Cardinal Louis-Joseph Luçon (1842- 1930)
Portrait
Biographie
Un enfant précoce
Louis-Joseph Luçon naît en 1842 près d’Angers. Enfant chétif à la santé très fragile, il ne peut pas reprendre l’affaire de son père, modeste tisserand. Le curé de sa paroisse perçoit sa grande intelligence et lui apprend le latin. Le garçon gravit ensuite précocement chaque étape de ses études passant successivement par la prêtrise, le doctorat en théologie et en droit canon, la chapellenie de Saint-Louis des Français à Rome, l’archiprêtré, puis l’épiscopat.
Un fervent défenseur de l’Eglise
En 1905, le pape Pie X le nomme archevêque de Reims. Il arrive dans la ville en avril 1906 et séduit très vite les Rémois par sa bonté et sa simplicité. Il participe à la formation des prêtres, notamment en créant des séminaires. Cependant, en décembre 1906, en conséquence de la loi de séparation de l’Eglise et de l’Etat votée un an plus tôt, il est expulsé du Palais du Tau par un régiment de cavalerie. En décembre 1907, Pie X le nomme cardinal. En 1909, dans un Etat récemment devenu laïc, l’Amicale des Instituteurs de la Marne attaque le cardinal en justice pour diffamation pour avoir fait publier une lettre accusant une dizaine de manuels scolaires d’empêcher la foi des enfants. Condamné à verser 500 francs d’amende en 1910, il bénéficie d’un non-lieu après la Première Guerre mondiale.
Un résistant rémois pendant la guerre
Au moment où la France entre en guerre, le cardinal, âgé de 72 ans, se rend au Vatican pour la désignation du successeur de Pie X. Il revient à Paris le 9 septembre 1914 mais ne parvient à pénétrer dans Reims que le 22 septembre. Il découvre alors sa cathédrale gravement touchée par les bombardements du 19 septembre. Dans un journal de guerre, il relate au jour le jour, entre autres sujets, ses visites aux sinistrés et aux soldats dans les cantonnements et les tranchées ainsi que la vie dans les caves de champagne . En 1917, c’est d’ailleurs dans une cave, - transformée en mairie provisoire -, que Raymond Poincaré lui remet la Légion d’Honneur. Le 25 mars 1918, il est contraint d’évacuer la ville en même temps que les derniers Rémois, dont le maire Jean-Baptiste Langlet avec lequel il se lie d’amitié. Il rentre enfin dans sa ville meurtrie le 14 octobre 1918.
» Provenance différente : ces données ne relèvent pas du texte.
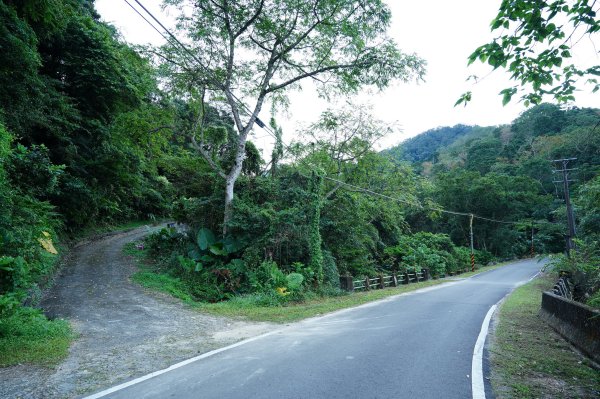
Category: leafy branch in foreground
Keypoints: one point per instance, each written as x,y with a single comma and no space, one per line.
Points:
535,47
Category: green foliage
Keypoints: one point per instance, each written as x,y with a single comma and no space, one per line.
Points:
534,46
315,252
435,252
26,336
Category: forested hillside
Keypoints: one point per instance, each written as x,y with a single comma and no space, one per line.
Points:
88,137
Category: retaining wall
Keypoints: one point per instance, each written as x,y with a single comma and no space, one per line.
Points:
578,323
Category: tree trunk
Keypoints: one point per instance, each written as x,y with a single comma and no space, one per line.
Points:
230,180
229,184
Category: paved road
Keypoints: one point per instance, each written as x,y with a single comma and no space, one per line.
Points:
413,346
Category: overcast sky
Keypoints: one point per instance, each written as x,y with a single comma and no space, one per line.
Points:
442,32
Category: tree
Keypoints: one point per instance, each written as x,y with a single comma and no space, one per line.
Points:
535,47
263,48
339,139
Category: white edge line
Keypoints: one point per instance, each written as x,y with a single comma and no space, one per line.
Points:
240,343
216,351
477,382
176,366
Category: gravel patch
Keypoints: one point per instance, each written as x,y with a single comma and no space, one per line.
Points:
123,330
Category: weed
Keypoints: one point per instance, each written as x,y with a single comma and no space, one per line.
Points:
27,336
529,359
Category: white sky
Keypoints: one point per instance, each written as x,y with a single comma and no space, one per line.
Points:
442,32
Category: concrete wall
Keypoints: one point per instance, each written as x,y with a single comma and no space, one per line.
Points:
578,323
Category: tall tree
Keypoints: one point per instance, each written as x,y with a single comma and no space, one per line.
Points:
263,48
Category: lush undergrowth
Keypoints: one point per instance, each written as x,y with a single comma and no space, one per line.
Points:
529,359
268,306
27,336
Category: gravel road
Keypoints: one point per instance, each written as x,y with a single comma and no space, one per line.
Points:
123,330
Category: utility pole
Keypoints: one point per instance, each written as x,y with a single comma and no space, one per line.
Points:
471,236
532,247
563,164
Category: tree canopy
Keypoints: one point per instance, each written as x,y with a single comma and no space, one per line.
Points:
261,48
535,44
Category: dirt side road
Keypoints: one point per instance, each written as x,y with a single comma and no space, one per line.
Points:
123,330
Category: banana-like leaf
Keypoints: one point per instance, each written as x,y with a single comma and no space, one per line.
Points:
205,238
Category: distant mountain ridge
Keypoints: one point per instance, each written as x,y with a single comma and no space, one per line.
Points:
426,145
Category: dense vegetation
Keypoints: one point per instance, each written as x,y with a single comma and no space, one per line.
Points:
88,137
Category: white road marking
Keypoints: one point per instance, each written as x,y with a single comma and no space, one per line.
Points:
477,383
175,366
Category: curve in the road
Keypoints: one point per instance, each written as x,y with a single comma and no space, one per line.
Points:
414,345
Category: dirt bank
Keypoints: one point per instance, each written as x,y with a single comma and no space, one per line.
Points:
123,330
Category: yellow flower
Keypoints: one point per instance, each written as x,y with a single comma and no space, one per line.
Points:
46,243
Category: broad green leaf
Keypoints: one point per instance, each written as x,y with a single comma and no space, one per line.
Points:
205,238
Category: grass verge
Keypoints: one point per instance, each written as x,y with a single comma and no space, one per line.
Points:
27,336
250,306
529,359
261,307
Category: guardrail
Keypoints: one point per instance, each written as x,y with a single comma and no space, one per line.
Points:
350,283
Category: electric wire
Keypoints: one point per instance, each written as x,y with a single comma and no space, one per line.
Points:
271,133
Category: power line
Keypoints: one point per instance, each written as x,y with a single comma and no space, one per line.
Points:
208,72
268,130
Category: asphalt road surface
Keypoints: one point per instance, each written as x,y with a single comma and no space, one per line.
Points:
417,345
Un acteur de la reconstruction
L’archevêque devient alors le conteur privilégié du martyre de Reims et reçoit les personnalités du monde entier venant proposer leur aide pour la reconstruction de la cité. Il se bat notamment pour la restauration de sa cathédrale et réorganise son diocèse afin de faire rebâtir les églises et revivre les œuvres diocésaines. En 1922, il est promu en tant qu’officier de la Légion d’Honneur. Le Cardinal s’éteint le 28 mai 1930. Ses obsèques se déroulent le 3 juin suivant sous les yeux de nombreux dignitaires politiques, militaires et ecclésiastiques.
Journal de la guerre 1914-1918 - Cardinal Luçon
Extrait du Journal de la guerre 1914-1918 du Cardinal Luçon (R M 865)
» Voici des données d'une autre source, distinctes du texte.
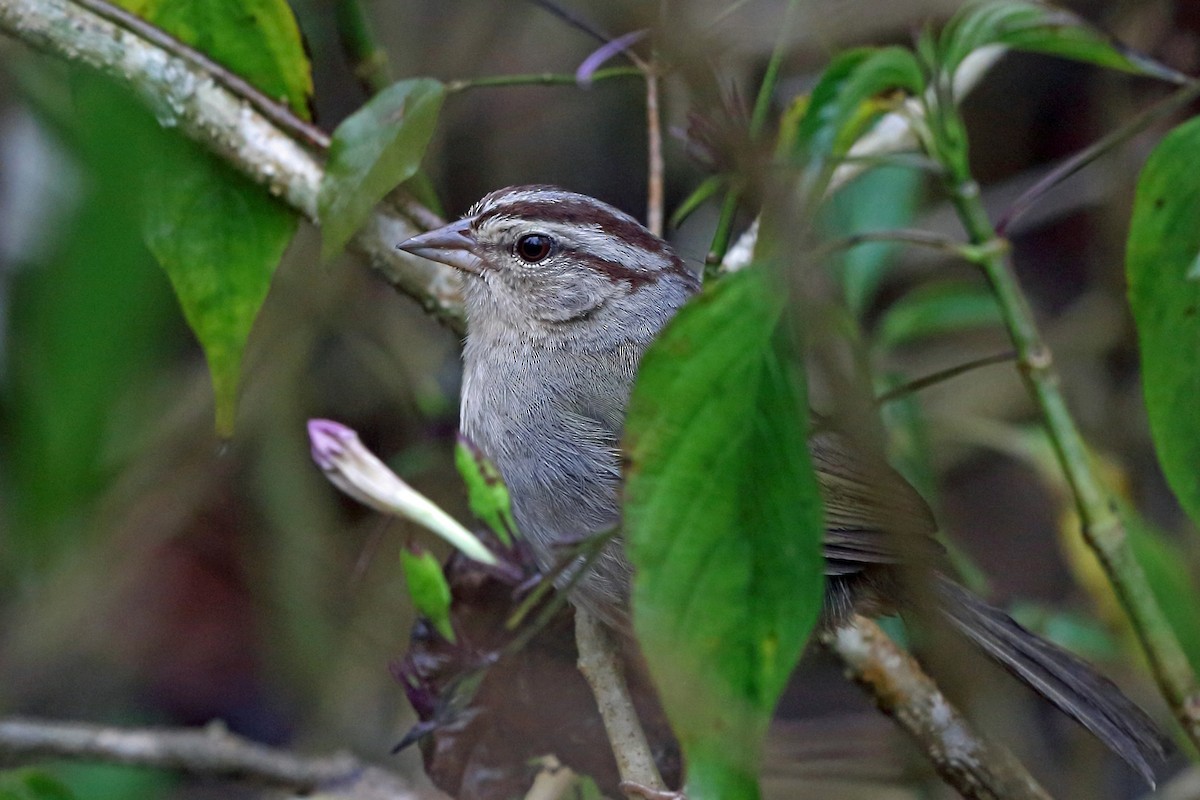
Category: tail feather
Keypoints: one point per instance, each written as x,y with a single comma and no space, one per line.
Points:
1067,681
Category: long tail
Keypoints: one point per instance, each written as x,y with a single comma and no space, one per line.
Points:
1067,681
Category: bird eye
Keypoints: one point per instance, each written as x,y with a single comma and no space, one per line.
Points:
533,247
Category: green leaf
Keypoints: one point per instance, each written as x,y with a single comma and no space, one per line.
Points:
486,492
936,310
1164,241
723,521
375,150
33,785
839,112
1038,28
258,40
219,238
879,199
429,589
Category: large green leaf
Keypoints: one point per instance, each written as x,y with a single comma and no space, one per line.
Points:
258,40
1168,573
375,150
219,238
1038,28
221,259
723,522
1163,269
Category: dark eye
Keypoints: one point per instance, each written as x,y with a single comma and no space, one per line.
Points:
534,247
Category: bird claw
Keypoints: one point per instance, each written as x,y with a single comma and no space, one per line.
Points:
633,789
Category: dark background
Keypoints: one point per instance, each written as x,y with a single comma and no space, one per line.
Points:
153,573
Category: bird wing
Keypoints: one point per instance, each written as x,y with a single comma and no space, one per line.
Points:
873,515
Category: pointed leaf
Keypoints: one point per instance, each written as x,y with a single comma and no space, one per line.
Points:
1164,244
839,113
1038,28
723,521
216,234
879,199
33,785
486,492
375,150
219,238
427,588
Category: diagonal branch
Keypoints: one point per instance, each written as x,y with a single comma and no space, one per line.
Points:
966,761
181,91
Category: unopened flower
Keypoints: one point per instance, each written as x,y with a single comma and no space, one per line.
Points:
357,471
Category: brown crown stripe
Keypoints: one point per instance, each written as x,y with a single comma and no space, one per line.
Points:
569,211
637,278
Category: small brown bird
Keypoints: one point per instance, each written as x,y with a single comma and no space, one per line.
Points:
563,295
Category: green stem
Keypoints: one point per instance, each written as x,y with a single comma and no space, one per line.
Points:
1102,527
540,79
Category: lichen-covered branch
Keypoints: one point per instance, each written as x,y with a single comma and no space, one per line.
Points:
210,751
600,667
966,761
181,92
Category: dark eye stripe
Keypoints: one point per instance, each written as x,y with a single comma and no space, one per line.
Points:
569,211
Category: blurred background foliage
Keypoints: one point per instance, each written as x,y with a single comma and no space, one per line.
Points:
151,572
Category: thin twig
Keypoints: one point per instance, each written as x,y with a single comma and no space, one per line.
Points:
540,79
945,374
367,58
724,233
601,668
209,751
654,199
966,761
1077,162
895,132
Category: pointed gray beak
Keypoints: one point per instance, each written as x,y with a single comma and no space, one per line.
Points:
453,244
Mercredi 23 septembre 1914
"Dans la matinée, un peu de calme ; canonnade française, pas de bombes. Je vais avec M. Camus et M. Landrieux visiter la Cathédrale, incendiée le 19. Le pavé est encore couvert par endroits de paille brûlée. Un monceau de stalagmites de plomb de la toiture, filtre à travers les voûtes, au bas de l’escalier de la chaire. Nous visitons les quartiers bombardés ; et détruits par un incendie qui les 18 et 19 avait couvert 18 hectares d’immeuble bâtis, dont 14 d’un seul tenant au chevet de la Cathédrale. C’était le quartier de l’industrie lainière ; puis Place Royale, rue Saint-Jacques, etc. Sœurs de l’Espérance, rue Chanzy. Après-midi je reçois quelques visites ; mais la canonnade se fait si violente à partir de 4 h. qu’on ne peut sortir. Au jardin nous écoutons pendant 1 h. C’était effroyable, un vacarme d’enfer. on dit que nos soldats ont reçu l’ordre de reprendre Brimont. Nous rentrons à 9 h 1/2. La canonnade continue terrible, toute la nuit, avec un assez grand nombre de bombes, sur la ville, croit-on."
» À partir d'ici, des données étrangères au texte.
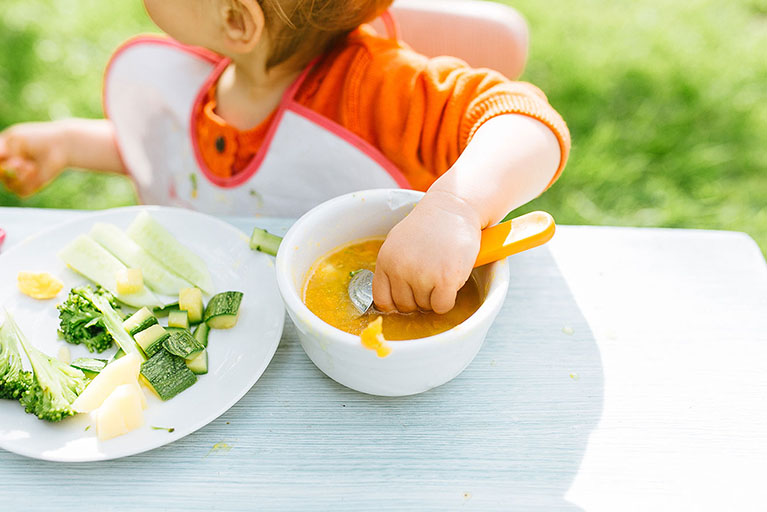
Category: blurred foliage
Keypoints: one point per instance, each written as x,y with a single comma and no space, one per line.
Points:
666,102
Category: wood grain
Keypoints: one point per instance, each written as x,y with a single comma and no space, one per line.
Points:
626,371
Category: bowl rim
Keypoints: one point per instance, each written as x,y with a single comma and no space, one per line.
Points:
492,302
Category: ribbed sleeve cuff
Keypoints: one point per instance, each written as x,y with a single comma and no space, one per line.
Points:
514,103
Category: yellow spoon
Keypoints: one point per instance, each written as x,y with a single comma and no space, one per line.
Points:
497,242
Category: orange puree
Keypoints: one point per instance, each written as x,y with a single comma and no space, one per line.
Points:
325,294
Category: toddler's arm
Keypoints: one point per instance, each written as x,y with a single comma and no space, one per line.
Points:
32,154
429,255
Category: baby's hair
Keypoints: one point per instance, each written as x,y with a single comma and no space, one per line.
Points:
299,30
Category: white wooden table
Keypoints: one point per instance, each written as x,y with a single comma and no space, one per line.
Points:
627,371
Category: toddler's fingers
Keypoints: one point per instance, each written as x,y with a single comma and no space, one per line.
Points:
382,292
402,295
422,296
21,178
443,299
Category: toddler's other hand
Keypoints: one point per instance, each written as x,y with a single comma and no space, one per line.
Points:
428,256
31,154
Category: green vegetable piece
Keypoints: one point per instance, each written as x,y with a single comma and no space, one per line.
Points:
181,343
199,365
54,385
81,322
89,366
263,241
113,323
120,352
190,300
14,381
178,319
201,334
167,374
140,320
223,310
165,310
151,339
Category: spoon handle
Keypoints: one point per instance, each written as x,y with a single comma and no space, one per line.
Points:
513,236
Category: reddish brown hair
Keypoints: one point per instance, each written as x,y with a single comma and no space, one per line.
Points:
299,30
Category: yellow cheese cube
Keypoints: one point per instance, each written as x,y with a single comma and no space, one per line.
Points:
123,371
120,413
Extrait de L'Illustration du 19 février 1916
BM Reims, Demaison Portraits d'Archevêques III 60
Extrait de L'Illustration du 23 juin 1917
BM Reims, Demaison Histoire XIII 34
Lundi 16 avril 1917
"[...] A 6h, activité d'artillerie qui nous a fait croire au déclenchement de l'offensive annoncée pour le printemps. Des bombes sifflent. [...] De 3h à 4h1/2, Bombardement de la Cathédrale pendant 1 heure 1/2 avec des obus de gros calibre. Une vingtaine d'obus ont été lancés sur elle. Le 1er tomba à moitié chemin du canal; le second se rapprocha de 200 mètres ; le 3ème d'autant ; le 4ème et les suivants tombèrent sur la Cathédrale ou dans les rues adjacentes, sur le parvis. Les canons allemands lancèrent un obus par chaque cinq minutes environ ; le temps de remplacer l'obus lancé par un autre obus. Un homme a la jambe coupée par un obus dans sa cave, rue du Cloître. L'abside de la Cathédrale est massacrée. 13 obus au moins l'ont touchée. Les rues sont jonchées de zinc ou de blocs de plomb fondu projetés par les obus tombés sur les voûtes. Tout le monde se terre dans les caves. En nous apercevant, M. Sainsaulieu vient à nous ; la terreur règne dans la ville : on dirait la fin du monde. Sept à neuf grands cratères sont creusés dans les rues et sur la place du parvis creusés par la chute des projectiles."